02 aprile 2013

"La traduzione" di Luciano Luciani


Bella e infedele


Mi fece sorridere negli anni del liceo, il professore, che, alle reiterate richieste di noi studenti intorno alla spinosa questione di criteri certi per tradurre dalla lingua di Cicerone in quella del Manzoni, rispose con un quesito, ponendoci di fronte a un dilemma di non poca lena: “come la volete la fidanzata, brutta e fedele, oppure infedele ma bella?

È molto probabile che nel corso degli anni della scuola superiore la strategia traduttiva, mia e dei miei compagni di classe, non sia andata oltre una fidanzata e infedele e brutta: però, quella figurazione riuscì, con la nettezza propria delle immagini tratte dalla vita vissuta, a renderci, sinteticamente, tutte le fatiche della traduzione, una vera e propria scienza interdisciplinare che si muove tra la storia e la filologia, le letterature comparate e la filosofia, la linguistica e la lessicologia…

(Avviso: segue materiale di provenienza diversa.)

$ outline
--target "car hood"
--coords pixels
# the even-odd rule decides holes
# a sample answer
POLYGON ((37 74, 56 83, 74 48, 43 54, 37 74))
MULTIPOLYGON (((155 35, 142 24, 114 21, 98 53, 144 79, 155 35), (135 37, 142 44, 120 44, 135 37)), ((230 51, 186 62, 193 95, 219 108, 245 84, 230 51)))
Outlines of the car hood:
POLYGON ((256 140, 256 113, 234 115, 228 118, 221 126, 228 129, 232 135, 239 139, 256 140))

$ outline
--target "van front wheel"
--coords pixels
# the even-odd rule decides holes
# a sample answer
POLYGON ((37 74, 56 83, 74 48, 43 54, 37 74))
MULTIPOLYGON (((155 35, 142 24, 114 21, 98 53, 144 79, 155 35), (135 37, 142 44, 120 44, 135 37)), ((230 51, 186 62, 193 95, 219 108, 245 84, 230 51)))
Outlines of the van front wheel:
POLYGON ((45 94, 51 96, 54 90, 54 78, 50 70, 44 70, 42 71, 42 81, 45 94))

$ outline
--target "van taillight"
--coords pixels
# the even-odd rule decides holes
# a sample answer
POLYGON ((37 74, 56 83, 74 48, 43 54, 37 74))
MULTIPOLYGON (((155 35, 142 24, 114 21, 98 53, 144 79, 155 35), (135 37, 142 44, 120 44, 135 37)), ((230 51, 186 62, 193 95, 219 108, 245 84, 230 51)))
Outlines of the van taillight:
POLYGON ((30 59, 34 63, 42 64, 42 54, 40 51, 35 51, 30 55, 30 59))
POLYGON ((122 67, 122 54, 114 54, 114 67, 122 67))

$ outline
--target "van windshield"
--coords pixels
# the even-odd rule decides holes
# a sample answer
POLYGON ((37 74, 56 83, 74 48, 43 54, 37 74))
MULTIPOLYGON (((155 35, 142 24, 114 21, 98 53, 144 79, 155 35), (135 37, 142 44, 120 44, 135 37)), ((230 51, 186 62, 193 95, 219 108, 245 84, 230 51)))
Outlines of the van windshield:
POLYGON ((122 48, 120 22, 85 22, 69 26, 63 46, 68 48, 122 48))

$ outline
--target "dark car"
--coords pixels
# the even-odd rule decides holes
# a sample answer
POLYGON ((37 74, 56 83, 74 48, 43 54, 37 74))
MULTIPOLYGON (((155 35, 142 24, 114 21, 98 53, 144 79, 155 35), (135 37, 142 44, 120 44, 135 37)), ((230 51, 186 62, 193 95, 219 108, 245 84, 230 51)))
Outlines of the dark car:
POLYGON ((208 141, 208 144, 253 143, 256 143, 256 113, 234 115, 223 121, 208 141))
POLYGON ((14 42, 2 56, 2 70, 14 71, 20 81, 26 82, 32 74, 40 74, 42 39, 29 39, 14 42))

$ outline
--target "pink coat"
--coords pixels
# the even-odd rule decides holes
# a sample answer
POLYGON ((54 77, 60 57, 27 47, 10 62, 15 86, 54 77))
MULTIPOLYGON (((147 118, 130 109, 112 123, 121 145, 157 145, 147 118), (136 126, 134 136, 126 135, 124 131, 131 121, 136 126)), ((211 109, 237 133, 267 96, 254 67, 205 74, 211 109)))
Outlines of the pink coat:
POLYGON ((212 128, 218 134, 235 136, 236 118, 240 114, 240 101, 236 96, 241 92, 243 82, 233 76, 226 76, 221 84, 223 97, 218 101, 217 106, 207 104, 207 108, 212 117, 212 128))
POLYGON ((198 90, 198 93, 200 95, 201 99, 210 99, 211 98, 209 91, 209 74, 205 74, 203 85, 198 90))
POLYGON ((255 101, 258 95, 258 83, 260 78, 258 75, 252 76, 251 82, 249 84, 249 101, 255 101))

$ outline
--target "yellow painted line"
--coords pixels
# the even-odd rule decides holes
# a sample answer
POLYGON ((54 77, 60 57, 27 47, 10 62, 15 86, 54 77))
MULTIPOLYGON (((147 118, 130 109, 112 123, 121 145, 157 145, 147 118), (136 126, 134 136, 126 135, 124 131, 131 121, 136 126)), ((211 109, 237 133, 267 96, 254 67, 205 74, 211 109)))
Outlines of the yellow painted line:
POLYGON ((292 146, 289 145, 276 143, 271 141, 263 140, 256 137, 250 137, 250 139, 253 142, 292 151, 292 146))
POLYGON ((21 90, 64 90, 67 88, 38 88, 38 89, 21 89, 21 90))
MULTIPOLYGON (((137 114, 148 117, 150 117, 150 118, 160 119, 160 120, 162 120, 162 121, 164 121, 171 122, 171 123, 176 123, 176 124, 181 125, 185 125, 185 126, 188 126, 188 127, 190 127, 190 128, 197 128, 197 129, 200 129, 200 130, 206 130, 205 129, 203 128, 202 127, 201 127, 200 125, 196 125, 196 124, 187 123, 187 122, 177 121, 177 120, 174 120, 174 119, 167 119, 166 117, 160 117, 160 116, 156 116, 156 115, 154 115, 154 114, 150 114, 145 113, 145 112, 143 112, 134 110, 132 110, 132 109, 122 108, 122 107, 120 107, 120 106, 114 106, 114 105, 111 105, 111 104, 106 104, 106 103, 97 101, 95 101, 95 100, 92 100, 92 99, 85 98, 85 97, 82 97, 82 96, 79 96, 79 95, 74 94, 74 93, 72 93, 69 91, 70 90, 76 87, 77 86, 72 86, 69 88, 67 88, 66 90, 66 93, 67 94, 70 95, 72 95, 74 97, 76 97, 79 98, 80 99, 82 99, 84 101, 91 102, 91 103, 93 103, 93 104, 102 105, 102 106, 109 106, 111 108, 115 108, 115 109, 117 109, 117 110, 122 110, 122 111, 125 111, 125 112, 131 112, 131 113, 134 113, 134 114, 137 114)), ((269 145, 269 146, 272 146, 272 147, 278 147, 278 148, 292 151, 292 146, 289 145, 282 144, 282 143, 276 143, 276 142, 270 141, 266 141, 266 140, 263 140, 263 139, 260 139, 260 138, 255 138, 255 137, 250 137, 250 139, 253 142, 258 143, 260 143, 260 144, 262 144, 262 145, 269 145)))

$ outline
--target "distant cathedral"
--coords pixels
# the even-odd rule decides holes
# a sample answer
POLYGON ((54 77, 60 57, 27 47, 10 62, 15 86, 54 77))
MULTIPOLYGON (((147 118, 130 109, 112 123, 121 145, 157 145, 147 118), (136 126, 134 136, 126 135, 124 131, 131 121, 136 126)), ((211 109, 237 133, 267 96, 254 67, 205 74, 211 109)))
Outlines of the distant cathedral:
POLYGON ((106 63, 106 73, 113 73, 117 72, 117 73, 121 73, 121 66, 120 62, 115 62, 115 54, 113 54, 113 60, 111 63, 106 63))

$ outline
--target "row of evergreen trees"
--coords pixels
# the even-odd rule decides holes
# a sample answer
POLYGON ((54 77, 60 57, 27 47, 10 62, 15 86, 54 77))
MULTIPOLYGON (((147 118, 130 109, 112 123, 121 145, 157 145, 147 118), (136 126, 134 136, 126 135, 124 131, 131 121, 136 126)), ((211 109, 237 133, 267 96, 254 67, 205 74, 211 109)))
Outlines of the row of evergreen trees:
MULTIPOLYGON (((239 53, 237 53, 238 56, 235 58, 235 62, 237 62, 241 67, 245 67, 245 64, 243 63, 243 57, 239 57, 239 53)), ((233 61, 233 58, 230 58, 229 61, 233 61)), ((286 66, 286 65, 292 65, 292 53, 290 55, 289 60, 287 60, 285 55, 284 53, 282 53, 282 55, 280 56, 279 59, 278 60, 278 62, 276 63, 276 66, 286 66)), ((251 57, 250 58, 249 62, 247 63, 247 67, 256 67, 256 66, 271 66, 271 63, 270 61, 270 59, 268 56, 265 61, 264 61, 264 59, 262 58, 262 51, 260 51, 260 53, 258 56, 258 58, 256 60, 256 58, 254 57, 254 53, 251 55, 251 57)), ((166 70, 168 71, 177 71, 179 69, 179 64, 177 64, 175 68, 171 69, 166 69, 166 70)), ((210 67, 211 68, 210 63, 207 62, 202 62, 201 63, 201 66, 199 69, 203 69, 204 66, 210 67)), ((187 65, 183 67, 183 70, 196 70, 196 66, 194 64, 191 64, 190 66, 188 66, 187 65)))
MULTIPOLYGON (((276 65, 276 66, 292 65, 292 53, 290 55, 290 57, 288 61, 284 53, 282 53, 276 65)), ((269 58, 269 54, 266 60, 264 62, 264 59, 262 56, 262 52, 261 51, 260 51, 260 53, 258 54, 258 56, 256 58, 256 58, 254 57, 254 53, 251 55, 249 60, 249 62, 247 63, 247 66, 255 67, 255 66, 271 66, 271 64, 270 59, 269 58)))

Operazione complessa e delicata, la traduzione! Perché, se è ormai acquisito che una lingua corrisponde alla visione del mondo di chi la parla, è altrettanto vero che, come afferma Pasolini, “la lingua è scura / non limpida” e questo ben lo sanno i professionisti della traduzione, i traduttori sempre alle prese col dilemma così plasticamente espresso dal mio docente liceale.

Tradurre un testo parola per parola o intenderne il senso? Limitarsi a volgere da una lingua all’altra ciò che l’Autore ha scritto o rendere quanto il traduttore, in scienza e coscienza, pensa che l’Autore abbia inteso esprimere?

Operare letteralmente e lasciare al Lettore il compito di individuare il senso e il significato complessivi di un testo, o interpretarlo, il testo, e fornire al Lettore un elaborato più comprensibile, ma sicuramente meno fedele all’originale?

Favorevole alla seconda opzione Voltaire che, con la nettezza che gli era propria, nelle Lettere filosofiche scriveva: “Guai a quelli che fanno traduzioni letterali e traducendo ogni parola snervano il significato. È  ben questo il caso di dire che la lettera uccide e lo spirito vivifica”.

Certo, ci perdonino i filologi, le traduzioni più belle sono quelle analogiche, emotive, istintive: penso, per capirci, alla traduzione, bella e infedele tanto per rimanere alla metafora iniziale, dell’Orestea di Eschilo realizzata da Pasolini per Gassman nel 1960; oppure, sempre in quegli anni sessanta, alle Troiane di Euripide rilette e tradotte a opera di Sartre, l’una e l’altra dense di appassionati sensi civili. Ma anche qui, attenzione: la storia dell’Ottocento e del Novecento ci presenta non pochi casi di guerre scoppiate per le differenti interpretazioni nelle diverse lingue di fragili trattati politici e diplomatici.

Non sono pochi, poi, gli studiosi e i letterati che sono arrivati a sostenere l’assoluta specificità di ogni lingua e quindi la loro sostanziale intraducibilità: su questa lunghezza d’onda troviamo fin dal XIX secolo uno scrittore come George Borrow (1803 - 1881), secondo il quale “la traduzione è nel migliore dei casi una eco” e, un secolo più tardi, Virginia Woolf (1882 – 1941): “l’umorismo è la prima qualità che va persa in una lingua straniera”. Intraducibili dunque le lingue? No, ma onore al merito alle abilità e alle competenze di quei veri e propri ‘autori invisibili’ che sono i traduttori trascurati dai recensori, maltrattati dagli editori, ignorati dal pubblico. È grazie alle loro fatiche, né piccole né poche e spesso malpagate, che è possibile mantenere il necessario rapporto di osmosi tra le letterature di tutto il mondo, permettendo così a noi lettori di godere delle invenzioni romanzesche e dei corti circuiti poetici degli artisti della parola di ogni area e lingua del pianeta.